Authors: E. H. Reinhard
Tags: #Mystery; Thriller & Suspense, #Mystery, #Police Procedurals, #Thrillers & Suspense, #Crime, #Murder, #Serial Killers, #Thrillers
I walked around the far side of the bed—my father’s side. His reading glasses and local newspaper were still on the nightstand. I found a little more blood on the carpet and something else. I knelt and got a better look. It was a broken tooth. I followed the drips of blood. On the floor against the wall molding were two more.
I smirked. My father had gotten a couple of good licks in and left us something to work with.
“You find something over there?” Kinnear asked.
I looked over the bed at him standing at the door. “Teeth. One of the attackers.”
“You know for sure?”
I nodded. “My father and stepmother both have dentures.”
“I got something in the bathroom.” He waved me to come along.
I stood, left the bedroom, and followed him two doors down the hall.
Kinnear stood to the side of the door and pointed me in. “Toilet,” he said.
The lid was up, and I glanced inside. Two cell phones lay beneath the water.
“I found drips of blood leading back through the house, outside. Hard to spot if I wasn’t looking for it. Blends in with the color of the hardwood floors.”
I bit at my lip and bobbed my head in confirmation. “Let’s give the workshop a once-over until everyone arrives. See if the cars are there. I don’t want to risk disturbing any more evidence with us trampling around back and forth through the house.”
We headed for the front door.
Ramon thumbed the button on his radio. “Status?”
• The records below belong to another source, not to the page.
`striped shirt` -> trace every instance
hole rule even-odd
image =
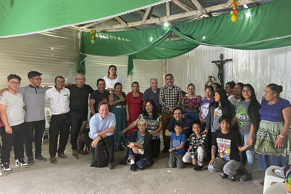
[[[162,110],[167,114],[170,112],[171,107],[180,107],[182,104],[181,89],[174,85],[171,89],[167,86],[161,88],[159,101],[162,106]]]

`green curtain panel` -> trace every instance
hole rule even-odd
[[[0,38],[121,15],[171,0],[1,0]]]
[[[133,59],[169,59],[189,52],[200,45],[249,50],[290,46],[291,26],[286,22],[290,16],[287,10],[282,9],[289,7],[291,1],[277,0],[240,10],[235,22],[231,21],[231,15],[227,14],[165,28],[97,33],[96,36],[108,38],[104,40],[99,37],[95,44],[91,43],[87,33],[83,32],[80,55],[129,55],[129,75],[133,67]],[[172,31],[185,40],[162,41]],[[112,39],[109,40],[110,37]],[[154,42],[149,41],[150,39]],[[86,46],[83,46],[84,44]],[[79,69],[84,70],[84,61]]]

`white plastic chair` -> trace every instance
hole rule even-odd
[[[48,124],[47,122],[47,112],[48,112],[49,113],[49,114],[51,115],[51,117],[52,117],[52,114],[51,114],[51,108],[49,107],[45,107],[45,128],[49,128],[49,124]],[[48,137],[48,138],[49,139],[49,133],[47,133],[47,135]],[[44,137],[45,136],[45,133],[43,133],[43,135],[42,136],[42,143],[43,143],[43,139]],[[60,143],[60,134],[58,135],[58,143]]]
[[[264,181],[264,191],[263,193],[267,189],[276,183],[282,182],[284,179],[276,175],[272,171],[272,169],[277,168],[279,166],[271,166],[268,168],[265,172],[265,178]]]

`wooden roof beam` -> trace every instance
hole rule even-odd
[[[127,26],[128,24],[125,22],[125,21],[122,19],[121,17],[119,16],[115,17],[114,17],[115,19],[118,21],[118,22],[120,23],[120,24],[123,25],[124,27]]]
[[[154,7],[153,6],[149,7],[146,9],[145,15],[143,16],[143,18],[141,20],[142,24],[144,24],[146,23],[146,21],[147,20],[148,20],[150,18],[150,16],[152,15],[152,10],[154,9]]]

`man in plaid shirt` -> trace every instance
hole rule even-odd
[[[193,170],[196,172],[203,169],[203,159],[207,156],[208,138],[207,134],[202,133],[199,121],[193,121],[192,130],[194,133],[190,135],[190,147],[182,159],[184,162],[195,165]]]
[[[159,101],[162,106],[161,114],[163,119],[163,139],[165,139],[166,128],[171,119],[174,118],[171,112],[176,108],[180,107],[182,104],[182,93],[179,87],[174,85],[174,76],[171,74],[165,77],[166,85],[161,88]],[[166,147],[164,141],[164,149],[162,153],[168,152],[169,148]]]

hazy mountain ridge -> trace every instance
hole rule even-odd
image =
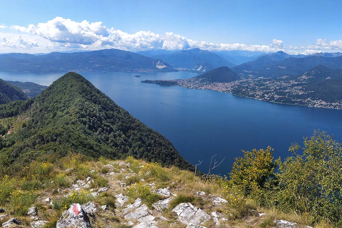
[[[13,81],[6,81],[11,85],[17,86],[29,97],[34,97],[38,96],[43,90],[48,88],[45,85],[42,85],[30,82]]]
[[[121,71],[173,71],[160,59],[118,49],[46,55],[0,55],[0,70],[33,72]]]
[[[0,79],[0,104],[28,98],[18,87]]]
[[[18,120],[14,133],[0,144],[1,162],[9,167],[42,157],[53,160],[69,151],[94,157],[132,155],[193,168],[165,137],[75,73],[65,74],[36,97],[19,101],[0,106],[0,118]]]
[[[215,53],[198,48],[150,56],[162,59],[175,68],[200,72],[235,65]]]

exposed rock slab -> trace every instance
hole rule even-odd
[[[210,215],[190,203],[182,203],[176,206],[172,211],[178,216],[178,221],[184,224],[200,224],[203,221],[210,219]]]
[[[211,196],[211,201],[212,201],[213,204],[214,206],[221,205],[222,204],[228,202],[224,199],[220,198],[216,196]]]
[[[127,219],[137,219],[148,214],[149,210],[145,204],[141,205],[134,211],[128,213],[124,217]]]
[[[163,196],[170,196],[172,195],[172,193],[169,191],[169,187],[164,188],[159,188],[155,190],[153,192]]]
[[[32,206],[28,209],[27,211],[27,214],[32,216],[36,216],[38,215],[38,209],[37,207]]]
[[[158,228],[152,223],[146,222],[138,224],[135,226],[133,226],[132,228]]]
[[[173,197],[170,197],[163,200],[159,200],[153,204],[152,206],[157,211],[161,211],[163,209],[169,208],[170,202],[173,199]]]
[[[31,223],[31,227],[32,228],[43,228],[45,227],[45,224],[48,222],[45,220],[35,221]]]
[[[188,224],[188,225],[186,226],[185,228],[207,228],[207,227],[202,226],[196,225],[195,224],[190,223]]]
[[[12,218],[10,219],[7,222],[5,222],[2,224],[2,227],[8,227],[12,225],[21,225],[21,223],[20,221],[18,220],[16,218]]]
[[[119,206],[122,206],[125,205],[125,203],[127,202],[129,198],[128,196],[124,196],[123,194],[120,193],[115,196],[116,197],[116,201],[118,202]]]

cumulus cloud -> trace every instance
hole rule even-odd
[[[23,38],[21,36],[9,39],[3,37],[0,41],[0,47],[2,48],[26,49],[39,46],[36,42]]]
[[[37,25],[13,25],[11,28],[37,35],[51,42],[64,44],[61,44],[64,47],[90,50],[110,47],[128,50],[184,50],[198,48],[211,50],[242,50],[269,52],[282,49],[282,41],[275,39],[269,45],[215,44],[187,39],[172,32],[159,34],[149,31],[141,31],[129,34],[113,28],[107,28],[101,22],[91,23],[84,20],[78,22],[60,17]]]
[[[306,47],[308,49],[317,49],[328,51],[334,50],[342,50],[342,40],[332,40],[329,42],[326,39],[318,39],[312,45]]]
[[[35,41],[37,42],[36,44],[41,48],[48,48],[52,46],[56,50],[68,49],[95,50],[114,48],[135,51],[199,48],[209,51],[242,50],[265,52],[283,51],[297,54],[312,54],[313,52],[318,51],[317,50],[342,50],[341,40],[332,40],[328,42],[325,39],[320,39],[312,45],[300,48],[284,46],[282,40],[276,39],[272,40],[268,45],[214,43],[187,39],[172,32],[159,34],[150,31],[140,31],[130,34],[113,28],[107,27],[101,22],[90,22],[84,20],[79,22],[60,17],[36,25],[30,24],[26,27],[13,25],[11,28],[23,34],[30,35],[32,36],[31,40],[37,40]],[[39,39],[37,39],[37,37]],[[18,43],[19,40],[16,40]],[[12,42],[8,44],[8,46],[15,42],[12,40]],[[29,46],[29,44],[26,45]],[[36,46],[37,46],[32,45],[32,48]]]

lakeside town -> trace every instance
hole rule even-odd
[[[209,82],[196,77],[172,80],[145,80],[142,82],[163,85],[179,86],[188,89],[211,90],[239,96],[274,103],[326,108],[342,109],[342,104],[310,97],[313,91],[305,90],[310,81],[305,74],[291,80],[285,76],[276,78],[250,76],[248,79],[230,82]]]

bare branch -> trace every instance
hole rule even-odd
[[[214,157],[215,157],[215,156],[216,156],[216,155],[217,155],[217,153],[216,155],[214,155],[214,156],[213,156],[212,157],[211,157],[211,160],[210,160],[210,163],[209,165],[209,171],[208,171],[208,173],[207,174],[207,175],[206,176],[206,179],[205,179],[205,180],[204,181],[205,182],[206,182],[207,181],[207,180],[208,179],[208,177],[209,176],[209,175],[210,174],[210,172],[211,172],[211,171],[212,170],[214,169],[215,169],[215,168],[216,168],[216,167],[217,167],[218,166],[219,166],[219,165],[221,165],[221,163],[222,163],[222,162],[224,160],[224,159],[226,159],[226,157],[224,157],[224,158],[223,159],[222,159],[221,161],[220,162],[220,163],[219,163],[219,162],[216,162],[216,159],[214,159],[214,165],[213,166],[212,168],[211,167],[211,164],[212,163],[213,158],[214,158]],[[218,163],[219,163],[218,164]]]
[[[196,165],[195,165],[195,176],[196,176],[196,172],[197,172],[197,165],[199,165],[201,164],[202,164],[202,161],[203,161],[203,159],[202,159],[202,161],[200,161],[199,160],[198,160],[198,162],[199,162],[199,164],[196,164]]]

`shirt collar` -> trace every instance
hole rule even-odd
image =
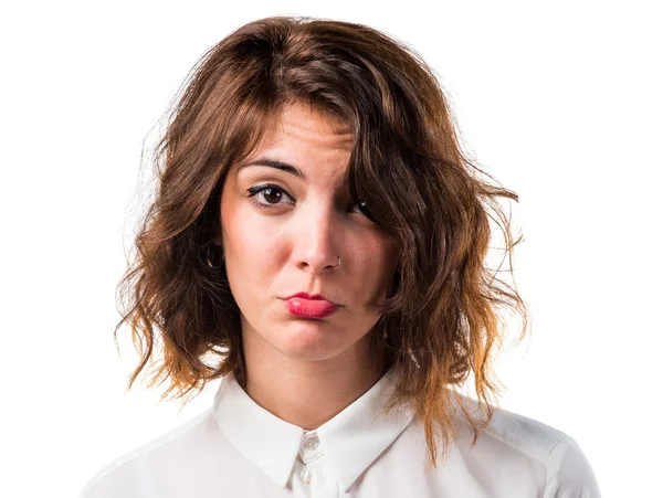
[[[315,431],[326,447],[329,468],[345,491],[413,417],[413,412],[406,406],[381,413],[394,388],[393,373],[386,373],[358,400]],[[285,487],[304,430],[261,407],[232,374],[221,380],[213,414],[221,432],[239,452],[274,483]]]

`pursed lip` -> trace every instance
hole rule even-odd
[[[325,296],[323,296],[322,294],[308,294],[308,293],[297,293],[297,294],[293,294],[292,296],[286,297],[286,299],[290,299],[292,297],[302,297],[304,299],[311,299],[311,300],[326,300],[327,303],[329,303],[330,305],[334,306],[339,306],[336,303],[327,299]]]

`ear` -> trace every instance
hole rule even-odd
[[[212,226],[212,242],[218,246],[223,246],[223,237],[221,234],[221,223],[217,218],[214,219],[214,225]]]

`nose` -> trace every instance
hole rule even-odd
[[[338,266],[343,229],[332,210],[303,210],[293,232],[293,256],[297,267],[311,273],[332,272]]]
Low static came through his earpiece. “I’m in position. Waiting on you,” Daniel called back.
“Do you have a shot?” Ramon asked.
“I keep getting flashes of them passing the windows. Nothing clear. It looks like they are heading out.”
“Got it. Go dark.”
Ramon took his right hand from the radio and brought the assault rifle to his shoulder. He motioned to Rodrigo and pointed at the front door.
“Hold on a second, Kinnear,” I said.
He stood at the front door, holding the knob.
“What?”
“I just want to check something out quick.”
I walked to the refrigerator in the kitchen and opened the door—mostly empty: a few miscellaneous condiments and leftovers, no beer, no soda. I looked in the sink. A stack of dirty dishes lay inside with a couple coffee cups.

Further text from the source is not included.